You could see that as anthropomorphizing the power of interaction.
Meh. Maybe if that wise man is Eliezer Yudkowsky. But then, calling Eliezer Yudkowsky a “wise man” is like calling the Sahara Desert a “litterbox”.
Or Chuck Norris a “tough guy”.
ETA: Grr! I can’t put underscores in people’s names anymore without adding italics!
Is it perhaps time for another round of Eliezer Yudkowsky Facts?
“Eliezer Yudkowsky Facts—September 2009”.
Just backslash escape them—type it like this: Eliezer\_Yudkowsky
ETA: this is an amusing example of “do as I say, not as I do”. What I actually typed looked like this: Eliezer\\\_Yudkowsky
I think you misunderstand the problem. I know I can override the formatting. It’s just that if I did so, it would invalidate my claim that I have software that lets me call up forum screen names with hotkeys, and replaces the spaces with underscores in forums that allow spaces in names.
In other words, people would know I was needlessly typing out their whole screen name and adding underscores, and it wasn’t just some glitchy software.
Of who is this a quote?
I believe it’s actually a Chinese proverb.

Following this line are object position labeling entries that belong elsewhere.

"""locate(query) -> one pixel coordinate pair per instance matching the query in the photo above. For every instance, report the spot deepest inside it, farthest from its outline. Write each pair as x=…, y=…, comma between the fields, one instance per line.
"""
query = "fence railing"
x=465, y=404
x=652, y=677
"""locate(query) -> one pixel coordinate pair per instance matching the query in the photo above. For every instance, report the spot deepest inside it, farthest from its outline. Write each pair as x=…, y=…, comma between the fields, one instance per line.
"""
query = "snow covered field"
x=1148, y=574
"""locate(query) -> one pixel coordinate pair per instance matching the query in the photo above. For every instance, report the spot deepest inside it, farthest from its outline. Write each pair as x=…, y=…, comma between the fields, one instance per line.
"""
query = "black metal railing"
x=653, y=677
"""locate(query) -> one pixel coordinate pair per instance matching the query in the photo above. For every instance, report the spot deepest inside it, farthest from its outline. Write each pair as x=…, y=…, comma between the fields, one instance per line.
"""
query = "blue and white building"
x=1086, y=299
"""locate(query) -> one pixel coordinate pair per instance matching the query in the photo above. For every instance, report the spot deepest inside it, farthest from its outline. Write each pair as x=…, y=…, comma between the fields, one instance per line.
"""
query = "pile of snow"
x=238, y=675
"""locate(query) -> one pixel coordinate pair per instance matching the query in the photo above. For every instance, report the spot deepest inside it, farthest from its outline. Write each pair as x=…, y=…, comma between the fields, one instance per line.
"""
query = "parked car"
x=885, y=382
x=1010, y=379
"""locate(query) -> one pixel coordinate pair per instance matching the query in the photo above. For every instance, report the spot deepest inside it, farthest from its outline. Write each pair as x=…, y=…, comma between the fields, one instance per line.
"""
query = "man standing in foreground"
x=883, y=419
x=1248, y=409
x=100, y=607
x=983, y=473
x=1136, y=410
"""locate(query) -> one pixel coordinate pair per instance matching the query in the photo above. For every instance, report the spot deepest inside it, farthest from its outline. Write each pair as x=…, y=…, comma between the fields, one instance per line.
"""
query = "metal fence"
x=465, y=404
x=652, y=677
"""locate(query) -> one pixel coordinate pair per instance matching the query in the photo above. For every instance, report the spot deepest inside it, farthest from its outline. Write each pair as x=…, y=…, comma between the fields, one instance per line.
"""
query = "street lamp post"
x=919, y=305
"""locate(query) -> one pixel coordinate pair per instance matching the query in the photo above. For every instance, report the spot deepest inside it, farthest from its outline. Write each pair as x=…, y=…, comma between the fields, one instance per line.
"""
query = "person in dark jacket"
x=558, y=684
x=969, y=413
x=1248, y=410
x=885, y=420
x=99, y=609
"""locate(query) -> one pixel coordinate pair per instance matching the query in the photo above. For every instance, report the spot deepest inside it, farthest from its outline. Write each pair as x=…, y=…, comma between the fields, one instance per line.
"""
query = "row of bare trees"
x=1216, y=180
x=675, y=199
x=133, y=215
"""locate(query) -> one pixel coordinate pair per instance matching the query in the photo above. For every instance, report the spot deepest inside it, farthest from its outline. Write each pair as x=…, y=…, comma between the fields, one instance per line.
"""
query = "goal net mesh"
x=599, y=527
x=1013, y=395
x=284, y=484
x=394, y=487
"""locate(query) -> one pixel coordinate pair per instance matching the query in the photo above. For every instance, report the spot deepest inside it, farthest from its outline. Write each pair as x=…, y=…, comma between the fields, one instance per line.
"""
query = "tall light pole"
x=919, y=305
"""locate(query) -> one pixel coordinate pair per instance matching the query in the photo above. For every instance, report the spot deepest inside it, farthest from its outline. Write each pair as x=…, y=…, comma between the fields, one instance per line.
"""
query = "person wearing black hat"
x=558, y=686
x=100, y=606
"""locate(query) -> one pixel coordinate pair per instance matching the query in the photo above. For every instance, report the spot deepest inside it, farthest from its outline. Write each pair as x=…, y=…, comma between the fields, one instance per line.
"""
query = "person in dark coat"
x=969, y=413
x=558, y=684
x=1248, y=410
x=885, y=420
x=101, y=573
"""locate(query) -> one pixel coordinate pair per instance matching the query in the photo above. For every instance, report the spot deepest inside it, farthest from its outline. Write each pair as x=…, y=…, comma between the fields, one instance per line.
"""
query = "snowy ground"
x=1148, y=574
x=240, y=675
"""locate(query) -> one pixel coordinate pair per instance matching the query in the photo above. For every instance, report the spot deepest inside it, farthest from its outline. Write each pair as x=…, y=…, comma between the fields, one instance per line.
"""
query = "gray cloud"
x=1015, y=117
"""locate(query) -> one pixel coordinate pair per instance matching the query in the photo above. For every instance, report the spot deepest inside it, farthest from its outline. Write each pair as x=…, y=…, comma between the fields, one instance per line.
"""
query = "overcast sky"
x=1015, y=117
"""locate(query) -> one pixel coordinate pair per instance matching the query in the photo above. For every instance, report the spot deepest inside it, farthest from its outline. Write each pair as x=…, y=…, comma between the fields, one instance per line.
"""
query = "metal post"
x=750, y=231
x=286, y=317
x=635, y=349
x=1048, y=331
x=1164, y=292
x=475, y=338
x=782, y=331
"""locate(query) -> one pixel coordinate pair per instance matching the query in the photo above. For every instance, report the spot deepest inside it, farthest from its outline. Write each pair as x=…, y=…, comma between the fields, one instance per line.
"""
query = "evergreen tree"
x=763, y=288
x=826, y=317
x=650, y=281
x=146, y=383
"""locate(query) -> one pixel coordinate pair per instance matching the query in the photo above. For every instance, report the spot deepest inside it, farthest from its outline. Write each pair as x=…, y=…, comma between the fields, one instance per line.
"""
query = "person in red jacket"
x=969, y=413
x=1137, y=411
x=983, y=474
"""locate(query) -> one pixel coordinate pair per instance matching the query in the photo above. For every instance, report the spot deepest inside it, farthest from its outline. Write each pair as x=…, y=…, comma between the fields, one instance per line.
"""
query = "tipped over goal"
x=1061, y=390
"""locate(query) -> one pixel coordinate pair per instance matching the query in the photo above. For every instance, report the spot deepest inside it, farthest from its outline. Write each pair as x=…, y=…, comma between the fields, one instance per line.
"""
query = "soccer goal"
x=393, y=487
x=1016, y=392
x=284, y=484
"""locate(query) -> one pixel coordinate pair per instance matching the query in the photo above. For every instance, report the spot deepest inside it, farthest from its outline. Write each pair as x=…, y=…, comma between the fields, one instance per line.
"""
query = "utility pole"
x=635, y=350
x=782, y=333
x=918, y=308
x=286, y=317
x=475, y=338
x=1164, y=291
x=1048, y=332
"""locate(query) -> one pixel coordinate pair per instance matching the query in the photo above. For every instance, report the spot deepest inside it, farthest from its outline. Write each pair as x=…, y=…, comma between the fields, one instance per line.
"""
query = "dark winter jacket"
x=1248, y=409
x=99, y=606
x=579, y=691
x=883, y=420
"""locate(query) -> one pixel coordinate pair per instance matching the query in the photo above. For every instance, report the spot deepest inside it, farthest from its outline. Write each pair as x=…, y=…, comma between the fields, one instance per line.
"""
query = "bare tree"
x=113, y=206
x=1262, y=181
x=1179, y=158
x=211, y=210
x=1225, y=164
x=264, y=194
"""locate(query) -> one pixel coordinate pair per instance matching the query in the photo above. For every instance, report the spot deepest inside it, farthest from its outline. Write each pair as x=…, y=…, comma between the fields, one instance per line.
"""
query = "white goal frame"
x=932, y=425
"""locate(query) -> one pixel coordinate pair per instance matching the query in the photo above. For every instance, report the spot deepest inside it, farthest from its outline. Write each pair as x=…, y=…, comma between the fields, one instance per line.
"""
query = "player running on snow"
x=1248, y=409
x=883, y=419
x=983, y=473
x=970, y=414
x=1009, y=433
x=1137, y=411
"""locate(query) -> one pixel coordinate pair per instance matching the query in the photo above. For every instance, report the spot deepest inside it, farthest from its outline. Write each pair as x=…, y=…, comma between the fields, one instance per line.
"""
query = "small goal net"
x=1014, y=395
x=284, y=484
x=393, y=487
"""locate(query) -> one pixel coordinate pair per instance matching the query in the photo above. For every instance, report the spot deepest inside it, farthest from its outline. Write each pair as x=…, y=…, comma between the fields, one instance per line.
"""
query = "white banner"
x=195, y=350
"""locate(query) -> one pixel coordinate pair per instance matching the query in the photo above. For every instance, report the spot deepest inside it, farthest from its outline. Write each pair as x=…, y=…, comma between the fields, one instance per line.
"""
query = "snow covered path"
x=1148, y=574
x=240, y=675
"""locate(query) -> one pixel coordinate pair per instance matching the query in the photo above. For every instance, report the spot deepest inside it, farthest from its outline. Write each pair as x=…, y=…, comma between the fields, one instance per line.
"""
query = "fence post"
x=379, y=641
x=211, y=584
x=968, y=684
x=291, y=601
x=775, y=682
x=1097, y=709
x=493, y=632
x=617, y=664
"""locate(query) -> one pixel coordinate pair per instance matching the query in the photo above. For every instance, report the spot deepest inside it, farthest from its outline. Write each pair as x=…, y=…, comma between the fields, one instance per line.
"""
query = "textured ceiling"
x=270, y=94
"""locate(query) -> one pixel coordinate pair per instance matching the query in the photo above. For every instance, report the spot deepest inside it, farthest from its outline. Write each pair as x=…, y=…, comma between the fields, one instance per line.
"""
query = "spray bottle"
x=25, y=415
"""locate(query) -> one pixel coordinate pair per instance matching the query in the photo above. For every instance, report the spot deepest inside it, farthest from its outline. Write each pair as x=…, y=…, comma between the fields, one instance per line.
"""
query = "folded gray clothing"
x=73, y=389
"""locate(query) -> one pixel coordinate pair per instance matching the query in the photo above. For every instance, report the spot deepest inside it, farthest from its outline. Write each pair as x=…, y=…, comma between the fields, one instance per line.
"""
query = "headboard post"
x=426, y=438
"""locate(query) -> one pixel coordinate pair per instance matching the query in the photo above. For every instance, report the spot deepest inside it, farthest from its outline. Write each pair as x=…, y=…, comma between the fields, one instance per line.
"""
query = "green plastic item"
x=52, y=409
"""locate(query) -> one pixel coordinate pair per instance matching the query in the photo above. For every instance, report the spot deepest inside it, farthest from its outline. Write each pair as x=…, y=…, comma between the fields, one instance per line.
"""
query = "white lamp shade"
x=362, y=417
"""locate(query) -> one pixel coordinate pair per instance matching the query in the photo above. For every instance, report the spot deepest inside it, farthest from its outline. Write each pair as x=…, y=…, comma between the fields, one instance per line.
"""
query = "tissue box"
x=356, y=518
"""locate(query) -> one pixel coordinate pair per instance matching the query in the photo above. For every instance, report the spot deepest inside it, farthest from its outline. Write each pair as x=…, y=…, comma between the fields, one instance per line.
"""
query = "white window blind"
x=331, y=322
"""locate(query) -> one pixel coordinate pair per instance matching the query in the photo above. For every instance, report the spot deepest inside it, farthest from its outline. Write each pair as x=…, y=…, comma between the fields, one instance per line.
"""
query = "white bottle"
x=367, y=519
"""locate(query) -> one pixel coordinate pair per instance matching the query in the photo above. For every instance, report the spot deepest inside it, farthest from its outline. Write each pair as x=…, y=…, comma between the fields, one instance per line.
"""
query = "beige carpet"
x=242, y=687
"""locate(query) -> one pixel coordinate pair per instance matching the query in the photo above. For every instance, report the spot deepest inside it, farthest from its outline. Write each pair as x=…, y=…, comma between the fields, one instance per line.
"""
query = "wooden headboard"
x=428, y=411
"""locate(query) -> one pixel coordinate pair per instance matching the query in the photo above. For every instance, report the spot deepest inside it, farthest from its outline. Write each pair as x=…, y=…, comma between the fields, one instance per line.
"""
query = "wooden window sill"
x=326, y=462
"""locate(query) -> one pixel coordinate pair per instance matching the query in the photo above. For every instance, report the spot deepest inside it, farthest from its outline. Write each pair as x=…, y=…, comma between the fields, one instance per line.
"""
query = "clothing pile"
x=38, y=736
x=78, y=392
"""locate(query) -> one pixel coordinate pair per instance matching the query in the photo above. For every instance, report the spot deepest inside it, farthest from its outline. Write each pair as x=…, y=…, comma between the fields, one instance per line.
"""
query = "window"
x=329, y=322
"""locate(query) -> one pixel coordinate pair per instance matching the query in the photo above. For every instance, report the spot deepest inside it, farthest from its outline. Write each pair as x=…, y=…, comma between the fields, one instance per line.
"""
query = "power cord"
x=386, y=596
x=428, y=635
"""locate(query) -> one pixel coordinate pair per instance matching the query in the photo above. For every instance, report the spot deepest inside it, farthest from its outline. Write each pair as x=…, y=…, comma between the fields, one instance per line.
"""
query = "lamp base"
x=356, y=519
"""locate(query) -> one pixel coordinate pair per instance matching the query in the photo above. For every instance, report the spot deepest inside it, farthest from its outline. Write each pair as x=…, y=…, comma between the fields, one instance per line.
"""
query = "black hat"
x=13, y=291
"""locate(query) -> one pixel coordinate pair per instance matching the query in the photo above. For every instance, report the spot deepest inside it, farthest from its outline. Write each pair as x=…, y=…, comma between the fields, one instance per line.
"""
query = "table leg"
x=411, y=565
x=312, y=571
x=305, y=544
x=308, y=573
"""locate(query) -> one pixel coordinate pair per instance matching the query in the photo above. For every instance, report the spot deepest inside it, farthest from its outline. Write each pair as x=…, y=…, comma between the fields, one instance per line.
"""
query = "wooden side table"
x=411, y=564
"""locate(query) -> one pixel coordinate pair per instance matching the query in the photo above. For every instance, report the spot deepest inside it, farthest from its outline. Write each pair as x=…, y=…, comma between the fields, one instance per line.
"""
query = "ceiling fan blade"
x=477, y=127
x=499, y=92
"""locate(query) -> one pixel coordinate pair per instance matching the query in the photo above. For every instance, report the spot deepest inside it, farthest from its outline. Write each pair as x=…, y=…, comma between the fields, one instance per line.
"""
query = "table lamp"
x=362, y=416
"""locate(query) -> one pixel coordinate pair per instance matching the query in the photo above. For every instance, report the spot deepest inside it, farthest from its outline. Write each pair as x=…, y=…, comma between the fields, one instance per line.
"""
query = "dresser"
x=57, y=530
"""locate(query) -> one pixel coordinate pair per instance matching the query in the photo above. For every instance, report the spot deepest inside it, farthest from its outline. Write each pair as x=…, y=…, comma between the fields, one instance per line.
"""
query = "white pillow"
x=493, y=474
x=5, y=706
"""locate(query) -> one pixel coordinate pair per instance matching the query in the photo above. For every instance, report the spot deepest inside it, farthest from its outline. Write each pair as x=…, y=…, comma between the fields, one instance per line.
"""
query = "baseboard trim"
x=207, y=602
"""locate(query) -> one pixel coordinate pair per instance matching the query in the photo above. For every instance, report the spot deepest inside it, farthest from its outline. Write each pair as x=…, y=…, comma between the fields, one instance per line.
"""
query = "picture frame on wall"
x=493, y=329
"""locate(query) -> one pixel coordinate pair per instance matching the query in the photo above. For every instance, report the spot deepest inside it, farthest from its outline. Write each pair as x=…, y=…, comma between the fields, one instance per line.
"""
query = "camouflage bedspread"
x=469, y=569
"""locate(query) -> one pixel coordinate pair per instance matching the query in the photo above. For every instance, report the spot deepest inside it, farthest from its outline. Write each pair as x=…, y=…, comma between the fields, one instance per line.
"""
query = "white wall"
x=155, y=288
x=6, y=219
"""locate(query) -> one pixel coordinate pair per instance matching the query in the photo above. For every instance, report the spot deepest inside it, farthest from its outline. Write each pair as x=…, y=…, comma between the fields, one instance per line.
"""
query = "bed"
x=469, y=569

You need to be careful of supposed Chinese proverbs; I recently found that the Chinese curse “May you live in interesting times” was actually created in the fifties by Eric Frank Russell.
It has to be “may your grandchildren live in interesting times”, or the caster of the curse is as cursed as the recipient. sheesh!
Maybe the problem is that you’re focusing too much on whether the proverb is authentic Chinese rather than on whether it accurately captures reality?